Open Access

Magnetic orientation of the Common Toad: establishing an arena approach for adult anurans

Frontiers in Zoology20118:6

DOI: 10.1186/1742-9994-8-6

Received: 27 October 2010

Accepted: 21 March 2011

Published: 21 March 2011



Magnetic orientation is a taxonomically widespread phenomenon in the animal kingdom, but has been little studied in anuran amphibians. We collected Common Toads (Bufo bufo) during their migration towards their spawning pond and tested them shortly after displacement for possible magnetic orientation in arena experiments. Animals were tested in two different set-ups, in the geomagnetic field and in a reversed magnetic field. To the best of our knowledge, this is the first study testing orientation of adult anurans with a controlled magnetic field of a known strength and alignment.


After displacement, toads oriented themselves unimodally under the geomagnetic field, following their former migration direction (d-axis). When the magnetic field was reversed, the distribution of bearings changed from a unimodal to a bimodal pattern, but still along the d-axis. The clustering of bearings was only significant after the toads reached the outer circle, 60.5 cm from their starting point. At a virtual inner circle (diameter 39 cm) and at the start of the experiment, orientation of toads did not show any significant pattern.

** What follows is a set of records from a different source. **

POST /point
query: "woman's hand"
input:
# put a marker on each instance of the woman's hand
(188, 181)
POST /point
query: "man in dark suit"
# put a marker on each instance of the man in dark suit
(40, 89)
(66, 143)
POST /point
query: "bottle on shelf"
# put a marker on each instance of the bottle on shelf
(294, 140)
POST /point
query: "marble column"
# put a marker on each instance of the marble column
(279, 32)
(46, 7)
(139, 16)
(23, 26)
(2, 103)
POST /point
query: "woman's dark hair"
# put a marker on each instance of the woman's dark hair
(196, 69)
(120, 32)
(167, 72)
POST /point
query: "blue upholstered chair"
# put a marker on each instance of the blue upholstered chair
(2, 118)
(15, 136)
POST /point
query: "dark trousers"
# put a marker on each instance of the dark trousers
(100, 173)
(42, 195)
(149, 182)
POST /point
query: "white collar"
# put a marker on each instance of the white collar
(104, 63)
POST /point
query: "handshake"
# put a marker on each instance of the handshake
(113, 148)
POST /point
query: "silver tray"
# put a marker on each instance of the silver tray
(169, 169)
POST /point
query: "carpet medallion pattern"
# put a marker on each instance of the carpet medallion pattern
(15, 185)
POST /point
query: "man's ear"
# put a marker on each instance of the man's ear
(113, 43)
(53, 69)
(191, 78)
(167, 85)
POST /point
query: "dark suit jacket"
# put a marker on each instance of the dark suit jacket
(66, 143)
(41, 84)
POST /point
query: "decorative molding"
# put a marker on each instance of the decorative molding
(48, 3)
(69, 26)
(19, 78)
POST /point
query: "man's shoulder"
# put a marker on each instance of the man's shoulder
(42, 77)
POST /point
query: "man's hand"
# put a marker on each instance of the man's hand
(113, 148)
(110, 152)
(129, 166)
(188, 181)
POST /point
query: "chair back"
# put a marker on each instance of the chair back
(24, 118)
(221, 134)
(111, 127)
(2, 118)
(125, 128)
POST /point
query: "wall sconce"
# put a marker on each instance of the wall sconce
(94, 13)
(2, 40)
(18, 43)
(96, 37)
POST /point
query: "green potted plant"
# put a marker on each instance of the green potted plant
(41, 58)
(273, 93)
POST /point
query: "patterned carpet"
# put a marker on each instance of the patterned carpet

The experimental set-up used in our study is suitable to test orientation behaviour of the Common Toad. We speculate that toads had not enough time to relocate their position on an internal map. Hence, they followed their former migration direction. Bimodality in orientation when exposed to the reversed magnetic field could be the result of a cue conflict, between magnetic and possibly celestial cues. For maintaining their migration direction toads use, at least partly, the geomagnetic field as a reference system.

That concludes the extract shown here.